Before being considered for submission to arXiv’s CS category, review articles and position papers must now be accepted at a journal or a conference and complete successful peer review.

Huh, I guess it's only a subset of papers, not all of them. My brain doesn't work that way, because I don't like assigning custom rules for special cases (edit: because I usually view that as a form of discrimination). So sometimes I have a blind spot around the realities of a problem that someone is facing, that don't have much to do with its idealization.

What I mean is, I don't know that it's up to arXiv to determine what a "review article and position paper" is. Because of that, they must let all papers through, or have all papers face the same review standards.
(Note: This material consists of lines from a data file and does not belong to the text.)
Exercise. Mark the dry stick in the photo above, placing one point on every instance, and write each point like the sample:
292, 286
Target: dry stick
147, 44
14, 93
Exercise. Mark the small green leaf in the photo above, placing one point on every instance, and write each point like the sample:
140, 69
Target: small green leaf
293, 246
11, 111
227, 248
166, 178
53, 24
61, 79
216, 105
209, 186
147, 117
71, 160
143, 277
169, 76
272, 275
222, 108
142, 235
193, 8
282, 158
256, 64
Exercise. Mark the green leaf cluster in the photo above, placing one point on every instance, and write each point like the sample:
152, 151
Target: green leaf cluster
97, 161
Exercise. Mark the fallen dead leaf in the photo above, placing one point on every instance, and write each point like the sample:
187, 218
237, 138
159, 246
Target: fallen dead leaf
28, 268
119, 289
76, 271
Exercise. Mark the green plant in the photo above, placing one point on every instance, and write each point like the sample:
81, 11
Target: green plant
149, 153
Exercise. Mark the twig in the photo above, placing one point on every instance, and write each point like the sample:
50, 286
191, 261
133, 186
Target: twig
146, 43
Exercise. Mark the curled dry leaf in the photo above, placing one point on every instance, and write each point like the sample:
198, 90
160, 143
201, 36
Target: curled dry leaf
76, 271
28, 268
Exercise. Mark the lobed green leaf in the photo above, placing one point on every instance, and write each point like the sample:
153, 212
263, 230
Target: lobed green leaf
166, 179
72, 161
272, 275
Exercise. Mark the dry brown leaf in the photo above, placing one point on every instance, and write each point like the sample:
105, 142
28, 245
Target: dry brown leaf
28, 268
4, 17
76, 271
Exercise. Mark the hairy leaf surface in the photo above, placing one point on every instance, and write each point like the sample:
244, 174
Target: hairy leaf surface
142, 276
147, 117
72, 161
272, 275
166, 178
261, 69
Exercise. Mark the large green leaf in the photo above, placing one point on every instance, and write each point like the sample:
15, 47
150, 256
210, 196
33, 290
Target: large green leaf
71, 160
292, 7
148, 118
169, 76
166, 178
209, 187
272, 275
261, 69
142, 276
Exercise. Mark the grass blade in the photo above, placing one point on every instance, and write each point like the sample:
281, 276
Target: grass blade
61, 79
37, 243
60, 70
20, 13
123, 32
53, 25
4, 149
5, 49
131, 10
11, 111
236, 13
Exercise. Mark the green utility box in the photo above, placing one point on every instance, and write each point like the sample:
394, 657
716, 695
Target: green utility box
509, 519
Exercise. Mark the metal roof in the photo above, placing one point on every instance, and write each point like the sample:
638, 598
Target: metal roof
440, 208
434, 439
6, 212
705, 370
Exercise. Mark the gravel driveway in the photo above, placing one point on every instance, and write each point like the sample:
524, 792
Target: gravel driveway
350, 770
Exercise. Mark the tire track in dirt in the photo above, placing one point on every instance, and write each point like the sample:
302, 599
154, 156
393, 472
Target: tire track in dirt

When I see someone getting their fingers into something, like muddying/dithering concepts, shifting focus to something other than the crux of an argument (or using bad faith arguments, etc), I view it as corruption. It's a means for minority forces to insert their will over the majority. In this case, by potentially blocking meaningful work from reaching the public eye on a technicality.

So I admit that I was wrong to jump to conclusions. But I don't know that I was wrong in principle or spirit.

habinero

a day ago

> What I mean is, I don't know that it's up to arXiv to determine what a "review article and position paper" is.

Those are terms of art, not arbitrary categories. They didn't make them up.

raddan

a day ago

It’s weird to say that you can be three times more efficient at taking down AI slop now that AI is here, given that the problem is exacerbated by AI in the first place. At least without AI authors were forced to actually write the slop themselves…

This does not seem like a win even if your “fight AI with AI plan works.”